The list of chunks is kept in sorted order by address; the size of any chunk can be calculated through pointer arithmetic using the next field. As before, free chunks are additionally kept on their own free list, using the data areas; we don't show this list in the diagrams.

What happens when alloc(3000) is called to an empty heap?

Fig 5: The heap after a call to alloc(3000).

What happens when we call alloc(1MB)? We will just look at the latter half of the heap from now on.

Fig 6: The heap after a call to alloc(1MB).

What happens when we call alloc(10MB)?

Fig 7: The heap after a call to alloc(10MB).

What happens when we call free(the 1MB chunk)?

Fig 8: The heap after a call to free(the 1MB chunk).

Now, what happens when we call alloc(22MB)?

The call will fail. Although 22MB are available, the free space is split into two chunks, a 21MB chunk and a 1MB chunk. The chunks are noncontiguous and there's no way to move them together. The heap is fragmented, since it is unable to allocate 22MB even if it has 22MB of space. This type of fragmentation is called external fragmentation.

(There can also be internal fragmentation if malloc() returns chunks that are bigger than the user requested. For example, malloc(3) might commonly return a chunk with 8 bytes of data area, rather than 3; the 5 remaining bytes are lost to internal fragmentation.)

Free space is divided into noncontiguous chunks. Allocation can fail even though there is enough free space.

How can we solve external fragmentation? We could use compaction to solve this problem.

Fig 9: Compaction to solve external fragmentation

The heap is copied, but the free space is compacted to the right side. This allows calls like alloc(22MB) now! But compaction is extremely expensive. It requires copying a ton of data, and it also requires help from the programming language so that pointer variables can be updated correctly. Compaction is not used on OSes for modern architectures.

Compared to memory allocation with constraints N = 32 bytes, variable size allocation has more overheads, can run into external fragmentation, and internal fragmentation. To avoid these issues, we turn to memory allocation with paging. This lets the operating system use fixed-size allocation, with all its benefits, to provide applications with variable-size allocation!

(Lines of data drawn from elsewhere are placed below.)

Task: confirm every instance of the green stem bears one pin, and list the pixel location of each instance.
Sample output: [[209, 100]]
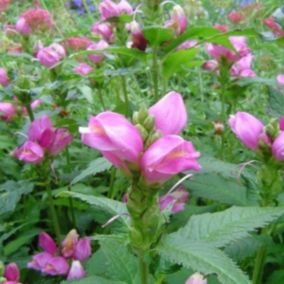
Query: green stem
[[30, 112], [54, 216], [155, 71], [125, 94], [143, 269], [259, 265]]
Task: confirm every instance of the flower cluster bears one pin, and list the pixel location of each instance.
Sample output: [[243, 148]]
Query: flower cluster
[[253, 134], [43, 139], [165, 157], [239, 60], [63, 260], [32, 20]]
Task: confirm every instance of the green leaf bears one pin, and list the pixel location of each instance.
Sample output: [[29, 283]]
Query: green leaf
[[97, 166], [157, 35], [11, 193], [276, 102], [216, 187], [110, 206], [176, 61], [202, 257], [221, 228]]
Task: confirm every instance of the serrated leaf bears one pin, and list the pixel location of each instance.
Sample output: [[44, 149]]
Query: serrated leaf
[[218, 188], [97, 166], [221, 228], [176, 61], [110, 206], [201, 257]]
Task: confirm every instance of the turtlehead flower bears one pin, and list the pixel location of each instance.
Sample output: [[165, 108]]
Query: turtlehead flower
[[248, 129], [167, 157], [32, 20], [103, 29], [76, 271], [280, 79], [50, 56], [83, 69], [196, 278], [278, 147], [97, 58], [169, 113], [175, 200], [7, 111], [178, 20], [4, 79], [30, 152], [12, 273], [117, 139]]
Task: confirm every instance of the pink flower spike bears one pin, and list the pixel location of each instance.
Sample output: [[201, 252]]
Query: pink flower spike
[[69, 244], [12, 272], [280, 79], [278, 147], [76, 271], [281, 123], [30, 152], [196, 278], [7, 111], [170, 114], [113, 135], [56, 265], [178, 20], [167, 157], [248, 129], [47, 243], [4, 79], [83, 249], [61, 139], [83, 69]]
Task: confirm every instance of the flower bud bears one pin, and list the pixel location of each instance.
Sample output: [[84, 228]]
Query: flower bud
[[196, 278], [278, 147], [170, 114], [167, 157]]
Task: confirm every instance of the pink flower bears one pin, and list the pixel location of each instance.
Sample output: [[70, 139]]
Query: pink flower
[[278, 147], [61, 139], [175, 200], [76, 271], [109, 9], [112, 134], [280, 79], [281, 123], [167, 157], [103, 29], [170, 114], [83, 249], [69, 244], [83, 69], [242, 68], [30, 152], [96, 58], [35, 19], [47, 243], [12, 272], [137, 37], [51, 55], [178, 20], [196, 278], [4, 79], [248, 129], [4, 4], [235, 17], [7, 111]]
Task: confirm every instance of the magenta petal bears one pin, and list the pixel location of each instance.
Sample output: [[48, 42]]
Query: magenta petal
[[47, 243]]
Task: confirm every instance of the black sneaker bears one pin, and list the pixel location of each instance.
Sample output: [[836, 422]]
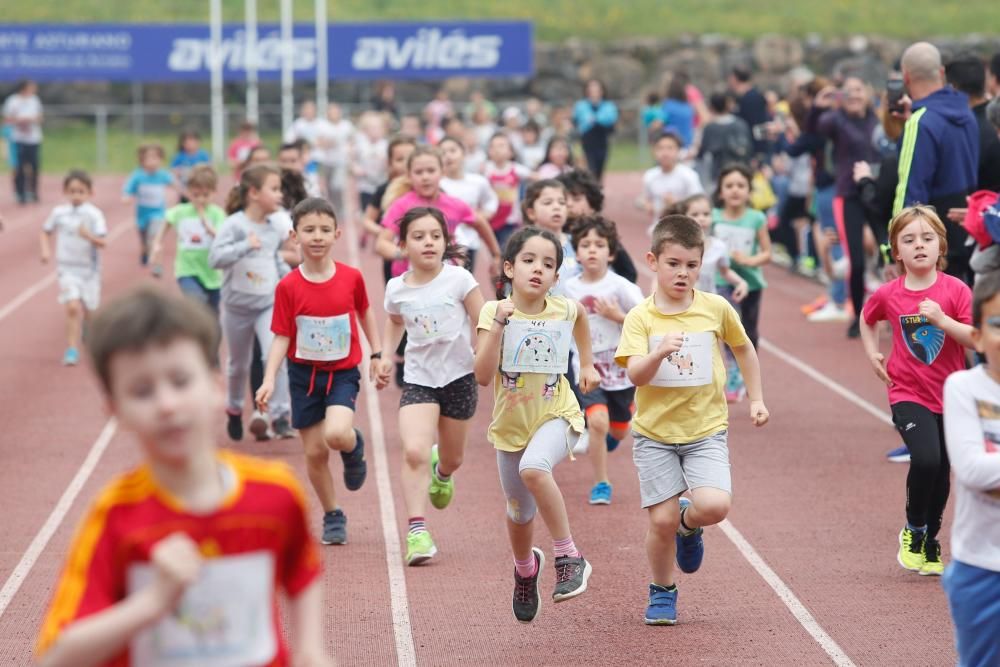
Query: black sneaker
[[234, 426], [571, 577], [527, 602], [282, 429], [355, 466], [334, 527]]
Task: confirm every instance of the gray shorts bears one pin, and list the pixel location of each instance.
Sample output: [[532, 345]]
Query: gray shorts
[[669, 470]]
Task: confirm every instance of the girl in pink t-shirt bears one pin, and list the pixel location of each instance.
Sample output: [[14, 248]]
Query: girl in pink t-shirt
[[930, 314], [424, 170]]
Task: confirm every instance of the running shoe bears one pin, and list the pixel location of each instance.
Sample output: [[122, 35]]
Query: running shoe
[[899, 455], [234, 427], [334, 527], [690, 546], [419, 548], [71, 357], [932, 566], [259, 426], [281, 429], [355, 466], [600, 494], [439, 492], [911, 549], [662, 607], [572, 574], [527, 602]]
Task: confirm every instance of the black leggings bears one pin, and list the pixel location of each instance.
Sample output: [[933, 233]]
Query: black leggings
[[927, 484], [849, 213]]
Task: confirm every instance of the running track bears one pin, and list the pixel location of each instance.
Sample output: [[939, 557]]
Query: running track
[[803, 573]]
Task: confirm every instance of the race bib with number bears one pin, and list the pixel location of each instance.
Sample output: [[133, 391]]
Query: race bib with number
[[737, 239], [191, 234], [434, 321], [536, 346], [323, 338], [255, 275], [225, 619], [690, 366]]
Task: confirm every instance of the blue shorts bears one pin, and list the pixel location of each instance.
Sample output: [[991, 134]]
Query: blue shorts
[[974, 601], [313, 391]]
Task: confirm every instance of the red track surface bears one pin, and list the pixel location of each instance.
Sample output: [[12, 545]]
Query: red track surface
[[813, 496]]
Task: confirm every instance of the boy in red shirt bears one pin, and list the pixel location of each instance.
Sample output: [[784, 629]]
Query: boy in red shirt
[[182, 557], [318, 309]]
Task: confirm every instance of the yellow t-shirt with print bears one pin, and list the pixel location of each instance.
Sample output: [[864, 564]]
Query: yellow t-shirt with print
[[525, 401], [686, 401]]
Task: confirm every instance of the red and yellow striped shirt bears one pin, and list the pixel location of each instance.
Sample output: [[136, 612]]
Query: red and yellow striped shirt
[[264, 514]]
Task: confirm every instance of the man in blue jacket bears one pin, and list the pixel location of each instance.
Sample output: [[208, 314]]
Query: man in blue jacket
[[939, 150]]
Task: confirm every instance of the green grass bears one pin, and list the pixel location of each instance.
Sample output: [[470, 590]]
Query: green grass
[[558, 19]]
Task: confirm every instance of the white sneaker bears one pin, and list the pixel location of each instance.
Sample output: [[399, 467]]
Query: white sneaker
[[830, 312]]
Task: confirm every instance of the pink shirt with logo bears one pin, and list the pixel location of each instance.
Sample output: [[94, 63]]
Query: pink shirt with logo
[[922, 355], [455, 212]]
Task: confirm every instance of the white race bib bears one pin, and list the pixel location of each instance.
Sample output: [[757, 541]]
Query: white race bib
[[433, 321], [690, 366], [191, 234], [323, 338], [737, 239], [226, 619], [255, 275], [536, 346]]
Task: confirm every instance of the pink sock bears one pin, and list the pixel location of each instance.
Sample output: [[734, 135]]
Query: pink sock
[[526, 568], [565, 548]]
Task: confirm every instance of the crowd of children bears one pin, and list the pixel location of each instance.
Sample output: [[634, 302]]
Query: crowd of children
[[577, 354]]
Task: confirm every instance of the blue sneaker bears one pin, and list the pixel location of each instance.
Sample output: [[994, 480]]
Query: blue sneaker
[[600, 494], [662, 609], [690, 547], [899, 455]]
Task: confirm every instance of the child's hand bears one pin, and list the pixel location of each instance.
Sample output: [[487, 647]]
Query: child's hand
[[177, 562], [609, 308], [589, 379], [878, 365], [670, 343], [932, 311], [758, 413], [264, 394], [740, 291]]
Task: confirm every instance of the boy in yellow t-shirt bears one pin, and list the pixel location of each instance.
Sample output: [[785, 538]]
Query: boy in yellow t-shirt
[[670, 346]]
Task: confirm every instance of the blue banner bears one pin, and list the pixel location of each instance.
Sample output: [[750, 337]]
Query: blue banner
[[129, 52]]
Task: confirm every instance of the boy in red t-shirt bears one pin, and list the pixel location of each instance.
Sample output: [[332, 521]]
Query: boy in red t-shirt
[[318, 309], [181, 559]]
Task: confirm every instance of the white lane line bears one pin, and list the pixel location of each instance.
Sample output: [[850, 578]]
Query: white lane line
[[40, 285], [59, 512], [799, 611], [770, 577], [406, 654]]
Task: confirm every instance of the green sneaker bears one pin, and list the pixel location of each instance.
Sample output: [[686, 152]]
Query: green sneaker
[[911, 549], [440, 492], [419, 548]]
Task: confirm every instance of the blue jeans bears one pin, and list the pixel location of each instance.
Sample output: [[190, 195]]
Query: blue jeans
[[827, 220], [192, 287], [974, 601]]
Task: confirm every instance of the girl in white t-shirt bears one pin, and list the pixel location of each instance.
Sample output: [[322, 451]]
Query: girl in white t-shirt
[[473, 189], [436, 304]]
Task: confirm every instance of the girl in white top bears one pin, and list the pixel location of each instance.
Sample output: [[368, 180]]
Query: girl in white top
[[436, 304], [473, 189]]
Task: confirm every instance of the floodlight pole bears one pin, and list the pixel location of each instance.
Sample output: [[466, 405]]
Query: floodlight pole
[[287, 51], [321, 59], [250, 60], [215, 63]]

Memory Allocation with PAGING

Fig 10: Virtual Address Space Implementation

Virtual Address Spaces:

Reduces fragmentation by separating contiguous virtual pages from contiguity in physical address space.
Provides for isolation between processes. Each process has its own space.

Fig 11: Paging

Paging allows the OS to avoid external fragmentation. Variable sized allocation built from fixed size allocation + hardware supported address indirection.

Page Faults occur when you try to access an invalid address. This can happen on execute, read, and write commands. The CPU traps on invalid accesses. In the x86, the OS gets a problematic address in the %cr2 register.

Memory Mapped files

When attempting a sequential read on a file on disk, we need to use system calls such as open(), read(), and write(). This can be quite costly if the file is rather large. Also, sharing becomes quite the pain. One alternative is memory mapped files. Memory mapping is when a process marks a portion of its memory as corresponding to some file. For example, suppose you wanted to read and write to /tmp/foo. This can be accomplished by memory mapping:

/tmp/foo -> memory address 0x10000

So when someone accesses memory address 0x10000, they are now accessing the start of the file foo. Because of this, the function that invokes memory mapping I/O would need to return a pointer to the start of the file. This function is called:

void *mmap(void *addr, size_t len, int prot, int flags, int fildes, off_t off);

The mmap function will return a pointer to the starting address, also known as the start of the file. In the *addr parameter, it allows the user to determine what address it would like to begin at. It is often best to place NULL and allow the operating system to decide. If the user were to place an address that the operating system does not like, an error will occur. The len parameter is merely the length in which the user wants to map the file. The prot parameter involves protection mechanism the user would like to enforce. The user can add such flags as PROT_READ, PROT_WRITE, and PROT_EXEC as permissions for the new memory mapped file. The parameter flags are any miscellaneous flags that the user wishes to set. For example, to allow sharing, the user can set the MAP_SHARED flag. The parameter fildes is the file descriptor that the opened file is on. Finally, the off parameter is the offset in the file that you want to start mapping from. An example of an invocation of this function would be:

addr = mmap(NULL, length, PROT_READ, 0, fd, offset);

Suppose that the we invoke the mmap function with a length of 1 MB and file descriptor 2. It would cause the following effect:

Fig 12: Fault on 0x308002, loads from physical address space.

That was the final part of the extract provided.